Minimax, Alpha-Beta Pruning & MCTS

A detailed explanation of Minimax, Alpha-Beta Pruning & Monte Carlo Tree Search


Read More : Minimax, Alpha-Beta Pruning, Monte Carlo Tree Search

References :

  1. MIT OpenCourseWare - Games, Minimax, and Alpha-Beta
  2. Sebastian Lague - Minimax & Alpha-Beta Pruning
  3. John Levine - MCTS
  4. Minimax and Monte Carlo Tree Search

Ever played a game of tic-tac-toe? Or chess? Or any other 2-player game? You might have always thought if there exists any strategy/algorithmic approach which would guarantee a win for you. Well if not winning, atleast a draw.

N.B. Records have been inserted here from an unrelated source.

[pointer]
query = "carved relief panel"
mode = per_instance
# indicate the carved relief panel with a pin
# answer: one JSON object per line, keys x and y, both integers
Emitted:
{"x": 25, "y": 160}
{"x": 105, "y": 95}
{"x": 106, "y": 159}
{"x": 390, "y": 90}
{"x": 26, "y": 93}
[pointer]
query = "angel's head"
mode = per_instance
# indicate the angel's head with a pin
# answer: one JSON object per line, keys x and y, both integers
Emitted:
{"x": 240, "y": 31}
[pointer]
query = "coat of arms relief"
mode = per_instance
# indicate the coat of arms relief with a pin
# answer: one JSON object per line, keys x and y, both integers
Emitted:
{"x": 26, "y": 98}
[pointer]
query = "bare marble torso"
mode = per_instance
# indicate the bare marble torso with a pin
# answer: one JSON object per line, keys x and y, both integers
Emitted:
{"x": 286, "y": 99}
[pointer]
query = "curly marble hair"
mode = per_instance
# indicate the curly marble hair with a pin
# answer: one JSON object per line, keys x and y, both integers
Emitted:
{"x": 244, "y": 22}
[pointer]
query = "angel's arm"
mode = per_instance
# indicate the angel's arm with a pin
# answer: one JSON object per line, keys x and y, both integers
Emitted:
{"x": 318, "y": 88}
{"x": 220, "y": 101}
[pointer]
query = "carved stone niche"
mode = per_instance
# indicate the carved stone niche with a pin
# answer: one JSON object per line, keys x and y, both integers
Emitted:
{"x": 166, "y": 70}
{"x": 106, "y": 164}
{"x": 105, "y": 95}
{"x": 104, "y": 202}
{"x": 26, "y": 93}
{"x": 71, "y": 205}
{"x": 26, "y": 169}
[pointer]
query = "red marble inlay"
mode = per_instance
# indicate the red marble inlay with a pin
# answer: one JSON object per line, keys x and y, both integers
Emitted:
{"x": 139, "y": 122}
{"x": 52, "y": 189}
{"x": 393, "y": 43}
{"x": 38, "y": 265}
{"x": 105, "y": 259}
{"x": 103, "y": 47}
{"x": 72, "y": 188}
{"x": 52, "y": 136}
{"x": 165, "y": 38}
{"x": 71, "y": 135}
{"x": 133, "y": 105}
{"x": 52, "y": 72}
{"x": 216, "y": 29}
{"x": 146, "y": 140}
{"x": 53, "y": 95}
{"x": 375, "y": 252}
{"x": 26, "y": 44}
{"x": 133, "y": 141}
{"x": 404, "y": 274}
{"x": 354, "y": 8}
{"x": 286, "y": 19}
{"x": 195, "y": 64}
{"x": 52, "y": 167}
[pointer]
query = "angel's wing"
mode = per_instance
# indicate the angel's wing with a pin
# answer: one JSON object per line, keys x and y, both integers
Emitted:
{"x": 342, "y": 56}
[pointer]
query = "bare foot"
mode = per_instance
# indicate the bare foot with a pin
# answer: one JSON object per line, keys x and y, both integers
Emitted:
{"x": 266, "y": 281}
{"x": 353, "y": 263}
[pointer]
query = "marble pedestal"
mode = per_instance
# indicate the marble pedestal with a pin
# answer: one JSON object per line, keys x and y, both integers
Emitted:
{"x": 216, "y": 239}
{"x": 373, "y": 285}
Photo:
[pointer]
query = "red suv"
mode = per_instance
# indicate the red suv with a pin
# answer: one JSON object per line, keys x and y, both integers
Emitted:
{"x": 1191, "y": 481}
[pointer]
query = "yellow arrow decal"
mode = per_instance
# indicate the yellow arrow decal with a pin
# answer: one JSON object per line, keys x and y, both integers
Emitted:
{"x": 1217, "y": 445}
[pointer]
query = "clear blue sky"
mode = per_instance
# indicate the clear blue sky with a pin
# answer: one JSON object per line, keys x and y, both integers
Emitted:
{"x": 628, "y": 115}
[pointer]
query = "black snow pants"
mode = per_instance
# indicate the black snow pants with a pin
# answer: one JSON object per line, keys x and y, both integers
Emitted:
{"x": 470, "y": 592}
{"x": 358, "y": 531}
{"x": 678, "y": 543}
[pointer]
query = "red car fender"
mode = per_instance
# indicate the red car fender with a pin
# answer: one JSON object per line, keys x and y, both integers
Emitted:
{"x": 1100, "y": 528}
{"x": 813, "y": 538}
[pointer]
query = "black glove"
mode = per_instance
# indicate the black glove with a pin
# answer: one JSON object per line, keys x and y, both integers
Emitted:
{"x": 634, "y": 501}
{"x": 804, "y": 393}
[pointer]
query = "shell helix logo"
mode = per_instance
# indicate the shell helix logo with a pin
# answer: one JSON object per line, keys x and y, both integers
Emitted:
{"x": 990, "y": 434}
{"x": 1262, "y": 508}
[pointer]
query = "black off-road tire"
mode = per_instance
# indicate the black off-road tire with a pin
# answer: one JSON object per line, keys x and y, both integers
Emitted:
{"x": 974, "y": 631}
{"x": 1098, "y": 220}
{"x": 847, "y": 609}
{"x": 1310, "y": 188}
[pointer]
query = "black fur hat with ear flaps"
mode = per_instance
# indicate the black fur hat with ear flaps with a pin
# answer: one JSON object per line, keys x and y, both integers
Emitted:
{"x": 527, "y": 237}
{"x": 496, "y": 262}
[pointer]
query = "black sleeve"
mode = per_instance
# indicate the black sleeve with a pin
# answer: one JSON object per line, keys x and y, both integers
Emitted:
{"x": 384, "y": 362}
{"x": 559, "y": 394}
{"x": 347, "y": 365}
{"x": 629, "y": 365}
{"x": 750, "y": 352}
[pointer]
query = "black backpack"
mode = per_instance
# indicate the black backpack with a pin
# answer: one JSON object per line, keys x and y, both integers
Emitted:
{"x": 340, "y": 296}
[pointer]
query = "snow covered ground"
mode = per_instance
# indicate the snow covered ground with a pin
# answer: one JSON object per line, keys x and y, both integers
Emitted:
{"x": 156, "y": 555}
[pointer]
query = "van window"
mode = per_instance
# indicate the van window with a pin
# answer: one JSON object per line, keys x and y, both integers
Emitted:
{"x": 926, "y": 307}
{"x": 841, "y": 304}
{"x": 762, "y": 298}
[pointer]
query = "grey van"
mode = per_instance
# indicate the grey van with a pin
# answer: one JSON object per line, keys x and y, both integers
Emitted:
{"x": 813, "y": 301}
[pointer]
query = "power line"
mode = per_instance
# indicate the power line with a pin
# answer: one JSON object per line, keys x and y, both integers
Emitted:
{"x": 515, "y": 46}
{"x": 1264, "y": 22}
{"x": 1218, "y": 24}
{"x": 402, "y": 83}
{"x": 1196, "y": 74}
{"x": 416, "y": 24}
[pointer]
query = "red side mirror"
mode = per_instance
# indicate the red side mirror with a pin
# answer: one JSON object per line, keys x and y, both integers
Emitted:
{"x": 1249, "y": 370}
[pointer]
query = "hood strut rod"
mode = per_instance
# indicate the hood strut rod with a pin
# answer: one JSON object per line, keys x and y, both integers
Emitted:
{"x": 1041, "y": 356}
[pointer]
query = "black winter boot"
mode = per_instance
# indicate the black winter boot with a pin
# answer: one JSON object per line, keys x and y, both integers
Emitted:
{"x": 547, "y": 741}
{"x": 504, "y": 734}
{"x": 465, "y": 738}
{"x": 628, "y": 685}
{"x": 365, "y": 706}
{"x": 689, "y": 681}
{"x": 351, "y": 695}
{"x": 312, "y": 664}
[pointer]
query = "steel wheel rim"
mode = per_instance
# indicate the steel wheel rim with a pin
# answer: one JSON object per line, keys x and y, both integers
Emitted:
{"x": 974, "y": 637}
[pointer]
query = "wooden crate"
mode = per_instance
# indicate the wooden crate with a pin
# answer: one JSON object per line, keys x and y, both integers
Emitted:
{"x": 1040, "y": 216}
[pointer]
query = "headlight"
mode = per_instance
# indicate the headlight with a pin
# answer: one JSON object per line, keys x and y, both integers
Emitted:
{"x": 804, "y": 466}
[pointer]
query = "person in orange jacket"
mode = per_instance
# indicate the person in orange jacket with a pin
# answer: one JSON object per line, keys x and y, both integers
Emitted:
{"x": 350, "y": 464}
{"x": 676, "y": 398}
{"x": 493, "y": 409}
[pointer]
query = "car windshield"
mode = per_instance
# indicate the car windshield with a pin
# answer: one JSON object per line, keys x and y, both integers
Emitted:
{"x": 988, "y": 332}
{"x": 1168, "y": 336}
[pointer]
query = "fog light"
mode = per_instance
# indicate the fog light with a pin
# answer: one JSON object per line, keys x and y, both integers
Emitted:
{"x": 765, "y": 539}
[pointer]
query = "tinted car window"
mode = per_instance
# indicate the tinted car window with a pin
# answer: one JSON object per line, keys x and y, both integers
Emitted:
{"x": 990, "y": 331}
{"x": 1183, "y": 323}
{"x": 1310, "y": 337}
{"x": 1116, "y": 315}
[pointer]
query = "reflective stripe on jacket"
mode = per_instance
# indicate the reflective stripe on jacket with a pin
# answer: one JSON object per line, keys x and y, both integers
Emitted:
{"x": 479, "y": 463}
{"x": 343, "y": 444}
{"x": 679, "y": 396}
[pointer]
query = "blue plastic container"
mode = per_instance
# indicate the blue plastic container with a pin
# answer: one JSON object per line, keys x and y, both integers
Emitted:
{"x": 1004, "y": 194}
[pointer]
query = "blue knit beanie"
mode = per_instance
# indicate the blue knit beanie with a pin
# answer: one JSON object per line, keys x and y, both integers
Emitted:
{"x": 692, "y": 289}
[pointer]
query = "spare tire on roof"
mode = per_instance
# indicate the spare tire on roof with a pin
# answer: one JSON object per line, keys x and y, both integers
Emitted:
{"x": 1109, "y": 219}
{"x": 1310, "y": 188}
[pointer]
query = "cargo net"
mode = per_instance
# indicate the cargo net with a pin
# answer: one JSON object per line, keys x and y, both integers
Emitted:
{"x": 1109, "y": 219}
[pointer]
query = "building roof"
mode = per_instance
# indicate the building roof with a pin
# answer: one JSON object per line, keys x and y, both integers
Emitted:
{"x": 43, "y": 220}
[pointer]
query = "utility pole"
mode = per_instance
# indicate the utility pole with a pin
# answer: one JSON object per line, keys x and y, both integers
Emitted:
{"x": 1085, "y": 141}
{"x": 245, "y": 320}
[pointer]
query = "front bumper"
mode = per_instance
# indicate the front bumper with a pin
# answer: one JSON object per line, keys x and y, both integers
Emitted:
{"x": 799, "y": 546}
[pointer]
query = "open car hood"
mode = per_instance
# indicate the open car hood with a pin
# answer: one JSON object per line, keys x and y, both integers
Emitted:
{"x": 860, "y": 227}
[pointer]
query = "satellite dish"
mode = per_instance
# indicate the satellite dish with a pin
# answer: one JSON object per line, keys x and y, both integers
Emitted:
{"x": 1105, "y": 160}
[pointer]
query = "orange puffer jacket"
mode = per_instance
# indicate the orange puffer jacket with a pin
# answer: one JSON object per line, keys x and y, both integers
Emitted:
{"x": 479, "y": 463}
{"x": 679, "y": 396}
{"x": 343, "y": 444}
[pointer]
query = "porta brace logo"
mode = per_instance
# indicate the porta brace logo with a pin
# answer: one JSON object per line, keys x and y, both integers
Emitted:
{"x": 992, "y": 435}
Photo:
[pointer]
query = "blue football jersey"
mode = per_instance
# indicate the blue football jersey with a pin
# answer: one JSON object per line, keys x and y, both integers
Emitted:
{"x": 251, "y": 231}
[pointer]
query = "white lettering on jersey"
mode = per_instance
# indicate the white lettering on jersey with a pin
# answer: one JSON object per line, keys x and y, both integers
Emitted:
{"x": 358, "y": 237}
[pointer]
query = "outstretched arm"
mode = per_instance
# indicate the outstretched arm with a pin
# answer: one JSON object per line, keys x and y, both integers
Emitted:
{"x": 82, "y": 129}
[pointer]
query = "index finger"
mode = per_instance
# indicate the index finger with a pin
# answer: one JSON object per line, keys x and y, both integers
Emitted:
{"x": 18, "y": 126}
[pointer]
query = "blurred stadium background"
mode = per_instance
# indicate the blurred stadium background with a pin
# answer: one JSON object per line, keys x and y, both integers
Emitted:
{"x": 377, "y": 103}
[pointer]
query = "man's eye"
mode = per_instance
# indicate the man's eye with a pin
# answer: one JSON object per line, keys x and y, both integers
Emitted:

And the answer is YES, there are certain algorithms which can be used to get the best possible outcome in games like these. Today, we'd be discussing a family of such algorithms which are based on tree search.

The Strategies

What would be an optimal strategy at any time? There are 2 ways to play :

  1. Aggressive :

    • Play a move which would result in you winning
    • Play a move which would set up a situation which would result in you winning in the future
  2. Defensive :

    • Play a move which would prevent your opponent from winning
    • Play a move which would set up a situation which would prevent your opponent setting up a future win situation

Now the strategy is simple :

1

Look at your current state

2

Find all possible moves, and their possible moves, and so on...

3

Run through all the simulations, pretending to play the game on behalf of both players

4

This would build up a tree of all possible game situations

5

Now pick the move which would lead to the best possible outcome for you

A simplified version of Tic-Tac-Toe game tree is shown below:

tic-tac-toe.png

Behold The Minimax Algorithm

Some assumptions and simplifications are made here :

  • We are playing a game of chess
  • Even though at each state we have multiple possible moves, we will consider there are only 2 possible moves
  • For each state, we will evaluate the outcome/value by assigning a score to it
  • Score = Number of Black pieces - Number of White pieces

Let's say we are playing white and now it's our turn to play a move. Starting from here, we (white) have 2 choices to take, which would lead to 2 possible states where our opponent (black) would have to decide a move. Again we have 2 choices, and this would continue until we reach a terminal state (a state where the game ends).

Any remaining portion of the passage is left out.